Diabetes Danger: Eating Too-Few Bugs
Skipping foods rich in probiotics—the good bacteria that live in your gut—could mean that your belly is home to more bad bacteria than good. And studies suggest that the not-so-friendly bugs can actually damage the lining of your intestines and wreak the sort of inflammatory havoc that can lead to diabetes.
“This inflammatory state affects the pancreas and the brain, and can eventually lead to insulin resistance,” says Irina Ciubutaru, M.D, an endocrinologist at the University of Illinois at Chicago. Insulin resistance occurs when your body produces enough insulin but doesn’t use it effectively, causing sugar to build up in your blood. Over time, that can lead to diabetes.
Boost your good bacteria count by making probiotic-rich foods like yogurt, kimchi—spicy fermented cabbage—and miso—a fermented paste made of soybeans— a regular part of your diet, Dr. Ciubutaru says.
To keep the bugs happy, feed them prebiotics (their favorite food), a type of fiber found in foods like whole grains, bananas, onions, and artichokes.
Diabetes Danger: Bingeing on Game of Thrones
Hanging out with Jaime Lannister for an hour after dinner isn’t a huge deal. But staying glued to the screen all night can set you up for trouble. In fact, a recent study from the University of Pittsburgh found that every hour spent sitting in front of the TV bumps up your risk for developing diabetes by nearly 4 percent—regardless of whether you hit the gym when you’re not parked in front of the tube.
Most likely, that’s because you’re sitting for hours on end. “Too much sitting can lead to storage of visceral fat, which increases your waist circumference,” says Eric Sternlicht, Ph.D., an associate professor of kinesiology at Chapman University. And putting on extra weight around your belt significantly increases your risk of developing diabetes, a 2013 study from the University of Washington found.
Say goodbye to the marathon binge-fests and get into the habit of watching just one episode of your favorite show per night. It’s a tough sell, but research shows that Spacing Out Your Shows Makes You Enjoy Them More.

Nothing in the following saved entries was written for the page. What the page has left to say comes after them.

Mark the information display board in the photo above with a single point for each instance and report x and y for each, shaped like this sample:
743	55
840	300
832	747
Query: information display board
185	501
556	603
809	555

Diabetes Danger: Missing Out on Vitamin D
It’s no secret that being at a normal weight slashes diabetes risk. But even a healthy number on the scale might not protect you if you don’t get enough vitamin D. According to new Spanish findings, people with too-low levels of the sunshine vitamin are more likely to develop type 2 diabetes—regardless of how much they weigh.
That could be because vitamin D plays a role in proper functioning of your pancreas, which produces insulin and helps regulate blood sugar.
The Institute of Medicine recommends 600 IU of vitamin D daily, but Men’s Health nutrition advisor Mike Roussell, Ph.D., says you can aim for 1,000 IU. “Food sources like salmon, eggs, and fortified milk or yogurt are best. But if you’re still falling short, consider taking a supplement,” he says.
Diabetes Danger: Stressing Like Crazy
Bottling stuff up can actually make you sick. When left unchecked, sky-high anxiety can make it harder to sleep, lower your immunity, and even up your odds for developing diabetes. In fact, one recent German study found that when people experience high levels of stress—particularly the work-related kind—their risk of type 2 diabetes can spike by up to 45 percent.
Though experts are still unraveling the connection, high levels of stress might prompt the release of inflammatory hormones like cortisol that may mess with your body’s ability to keep blood sugar levels in check.
Managing stress doesn’t have to mean you need to take up yoga. Regular cardio—at least 30 minutes a session, four times per week— and getting enough quality sleep can go a long way towards making the hard stuff feel more manageable, says Susan Bartell, Psy.D., a psychologist who specializes in work-life balance.
And delegate those pesky tasks when you’re at the office. “Learning how to ask for help can dramatically reduce workplace stress,” she says.